No two Thanksgivings are alike. That is, if you are new to a family.
I'm the girl friend, and this was technically my second Thanksgiving in SG's life, however, my first official with his family.
No, it did not look anything like my Thanksgiving growing up.
You see, for most of my life, Thanksgiving involved going to my Granny's house. That was my Great-Grandmother on my mother's side. She was a true Matriarch, and in the good old southern way, we would all gather at her home to gorge ourselves on carbohydrates and sugar. Once my beloved Granny passed (I believe I was 17,) we began to have Thanksgiving in our home with my Grandma Betty and Papa. Finally, at the age of 24, that 6-some dwindled down to a 4-some, and just a few years later I would be married.
Then things would change... but not really. My first hubby and I agreed on a schedule for Thanksgiving. Lunch with my family, dinner with his, and both families would be invited to both. It worked, considering the fact we lived a short 30 - 40 minutes from each other. Later, I would divorce him and my sister would marry, but her guy's family would be sort of non existent, so our personal tradition would continue. Again - consistency.
Then I would later remarry the egyptian, and I think that sort of sums it up. He did not celebrate Thanksgiving and his family was overseas. Oftentimes, he would fly home to see his family during this time, and again, I had my family traditions.
Last year, SG and I had just started dating, and though I was invited to his house, I felt it was too soon. So I opted to spend one last Thanksgiving with my fam.
This year, I took the plunge. For the first time, I ventured into someone else's tradition.
It started out fairly well, we went out to eat as a family on that Tuesday night and relaxed at the cabin. On Wednesday, I helped his mom and daughters get the cabin and main home ready for the big day. I even cooked a homemade pumpkin pie (with real pumpkin, not the canned stuff.) Then the big day arrived and I was feeling fairly good about it. I mean, I had the unspoken items I needed to bring - Pumpkin Pie.
Now let me back up....
On Thanksgiving, or at least in my version of Thanksgiving, there are a few items we have to accomplish:
1. Music needs to be on.
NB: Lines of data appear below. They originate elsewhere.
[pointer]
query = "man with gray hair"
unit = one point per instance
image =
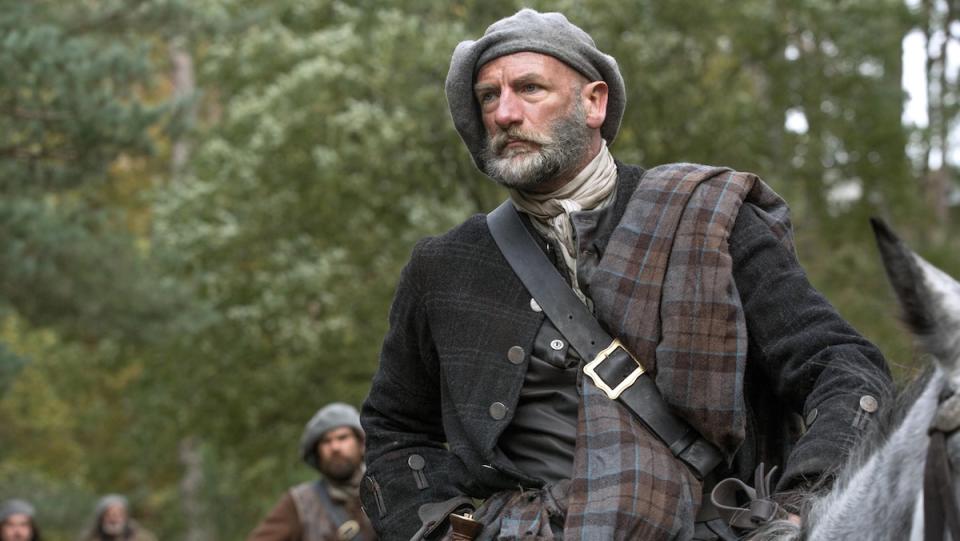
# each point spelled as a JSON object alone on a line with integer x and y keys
{"x": 597, "y": 354}
{"x": 17, "y": 521}
{"x": 112, "y": 522}
{"x": 327, "y": 509}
I need to hear holiday music in the background.
2. Candles or a centerpiece of some kind.
3. Mom's good plates are brought out.
What do we typically serve?
Turkey, of course.
Turkey Giblet Gravy (which I never touch.)
Regular cheap turkey gravy
MASHED POTATOES (just the single best thing about Thanksgiving)
Layered salad (you know the kind, made with sour cream, etc)
Berry-Cranberry Sauce and the canned/congealed kind (which I prefer)
Sweet potato casserole with the marshmallows
Rolls - butter
and PUMPKIN PIE.
Did I mention mashed potatoes?
Sooooo... I carry my little pumpkin pie up to the main house. Little did I know that I was the ONLY person who ate pumpkin pie. Apparently that is a Northern thing.
My dad is a Yankee.
I do remember mom having a token sweet potato pie, but I always opted for the pumpkin.
So that was a bust.
There was turkey.
Then I looked around... and what to my wandering eyes did NOT appear?
Dear Lord in heaven.
I had given up carbs for almost 11 weeks and was SOOOOOOO looking forward to my cheat day at Thanksgiving.
NO MASHED POTATOES.
Then I scoured the buffet looking for some sort of comfort. My eyes darted this way and that. I felt my pulse quicken, a little panic rising up. Then it hit me. I'm not at my family's Thanksgiving.
I got a little scoop of lima beans, a little scoop of sweet potato casserole (without the marshmallows) on my little plastic divided plate. Apparently, SG's mom makes her sweet potatoes with pecans on top. Not my favorite, but it was closer. Then I got a tiny helping of congealed cranberry sauce. There was cole slaw (def not a fave,) and a few other random items I don't eat. As for dessert? Pecan Pie. (Again, a no-go for me.)
Needless to say, I did not gain any weight over Thanksgiving break.
The family scattered to different rooms to eat. No music. No candles. No wine.
But... I had my guy. He looked at me, and smiled.... and I knew what I was most Thankful for.
I did enjoy the woods. We ran the dogs (which, btw, they got a new puppy!) and we roasted marshmallows over a fire at night. It was a nice time with the man I love and his tribe. Each tribe has different customs, and incorporating their life with your own is part of the compromise.
Like the pilgrims did with the natives, I must bring my traditions to the table. You can bet that next year, I'll be in charge of the potatoes. And I'll rock those carbs like no one's business.